Moahammad Saleh Jokar, Iaslamic Revolution Guard Corps (IRGC) Deputy for Parliamentary Affairs claims he is unaware of orders from the Supreme Leader to give up the military's business interests.
Two weeks after a widespread uprising against economic hardship and lack of freedoms shook the Islamic Republic, the Supreme Leader reportedly ordered the Iranian armed forces to reduce their involvement in the country’s economy.
Speaking to Etemad Online, a website affiliated with the reformist daily E’temad, Jokar said January 25, “I have not seen any such order from the Supreme Leader, but allegations that the IRGC and artesh [Iran’s regular army] are involved in economic activities is questionable.”
Jokar’s disavowal of involvement by Iran’s military elites in business activities is the first time an Iranian official has openly denied that the armed forces engage in such activity.
Iran’s Defense Minister, however, has confirmed the Supreme Leader’s order for the armed forces to wind down business activities.
“Based on Ayatollah Khamenei’s edict, the general staff of the armed forces of the Islamic Republic have been told to begin the process of giving up those business interests not related to their mission,” Defense Minister General Amir Hatami told the government-owned daily Iran January 20.
Hatami noted, however, that some business activities controlled by the armed forces, including the IRGC-affiliated Khatam ol-Anbia industrial conglomerate, will continue their activities in the construction sector according to the needs of the government.
From now on, Hatami said, economic activities of the armed forces will be limited to participation in national construction projects.
Neither the IRGC nor the Supreme Leader’s office have yet officially reacted to Hatami’s remarks.
IRGC’s economic activities are “non-profitable” and limited to the construction of the country’s infrastructure, including building roads and dams, according to Jokar, with the exception of the Khatam ol-Anbia industrial conglomerate, which belongs to the regime and the whole nation, meaning the people of Iran are the final beneficiaries.
“Khatam ol-Anbia industrial conglomerate participates in governmental bids, but never receives any profit for it,” Jokar said, adding, “The IRGC has still 300 trillion rials (A little over $6.6 billion) in unpaid fees for governmental projects. Nevertheless, the IRGC still plans to complete these projects.”
Jokar, who was a hardline lawmaker in Iran’s previous conservative dominated parliament, last year proposed the formation of an “Iraqi Revolutionary Guard Corps” that would mirror its Iranian counterpart.

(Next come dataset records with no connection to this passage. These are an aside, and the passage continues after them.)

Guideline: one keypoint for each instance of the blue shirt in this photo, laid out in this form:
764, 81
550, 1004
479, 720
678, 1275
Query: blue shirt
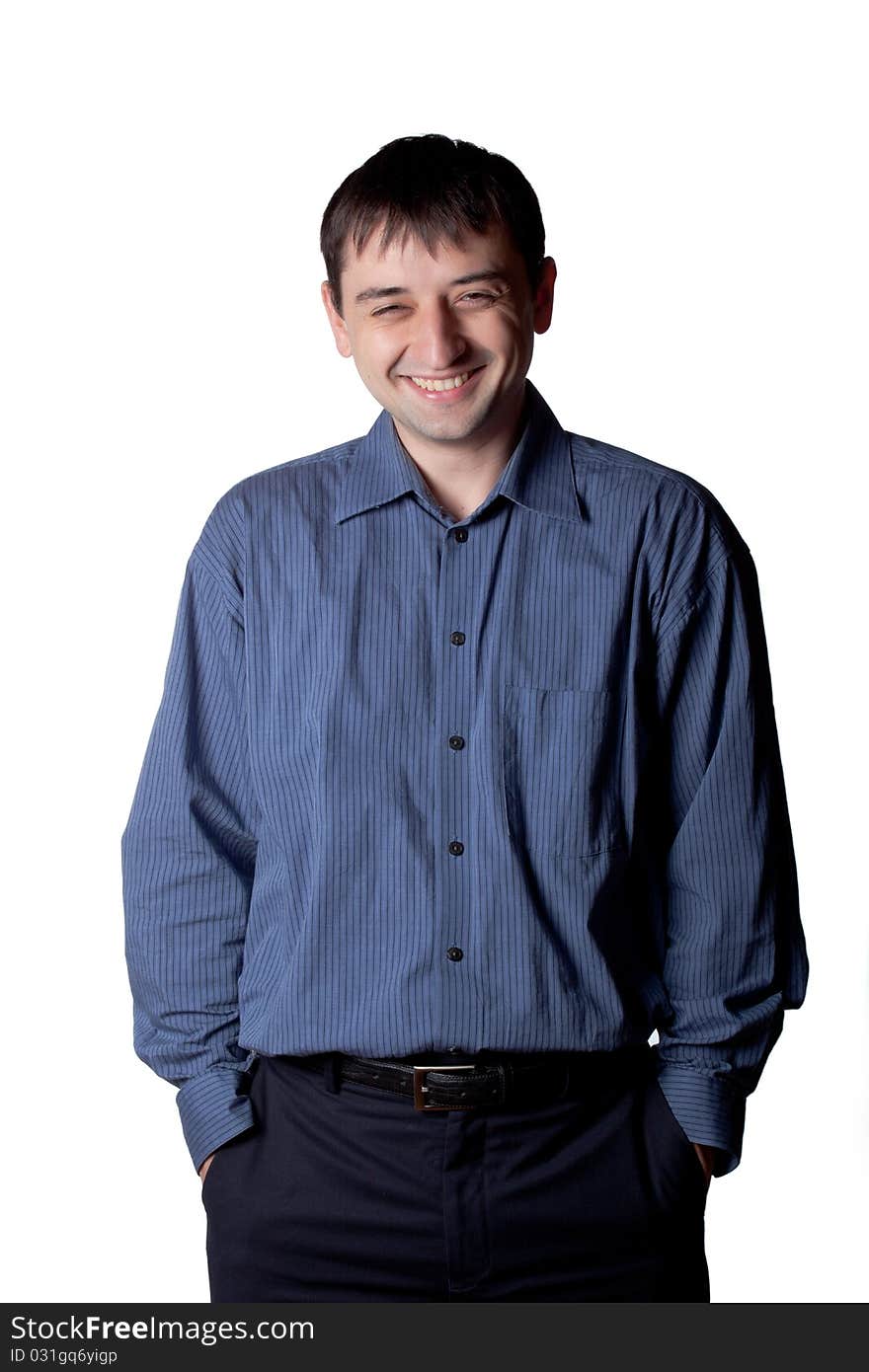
504, 782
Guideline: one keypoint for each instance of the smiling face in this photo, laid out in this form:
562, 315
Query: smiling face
443, 343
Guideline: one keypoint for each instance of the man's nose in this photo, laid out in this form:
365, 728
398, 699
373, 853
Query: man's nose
438, 341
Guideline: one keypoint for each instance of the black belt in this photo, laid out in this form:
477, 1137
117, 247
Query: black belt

Jokar’s recent comments contradict remarks made by other politicians, including Deputy Parliament Speaker Ali Motahari and his former fellow legislator Ahmad Tavakkoli, who have repeatedly described the IRGC’s dominant role in Iran’s economic sector as “detrimental” to the Islamic Republic’s interests.
One month after his reelection in May 2017, President Hassan Rouhani bitterly criticized the IRGC, saying, “part of the economy was in the control of a government without guns, and we gave it to a government with guns—this is not economics and privatization.”
Former President Mahmoud Ahmadinejad’s administration had transferred ownership of government assets and projects to the IRGC under a privatization scheme.
Rouhani’s comments triggered a war of words with IRGC commanders that lasted more than two months until July 24, when IRGC commanders met President Rouhani in a surprise visit.
The generals in the meeting were IRGC Chief-Commander Mohammad Ali Jafari, Quds Force Commander Qassem Soleimani, IRGC Aerospace Commander Amir Ali Hajizadeh, Basij Commander Gholam-Hossein Gheybparvar, and Deputy Chief of Sarallah unit Esmael Kosari.
Since this meeting, Rouhani has ceased complaining about the IRGC’s business activities and dominant role in nearly all aspects of life in Iran.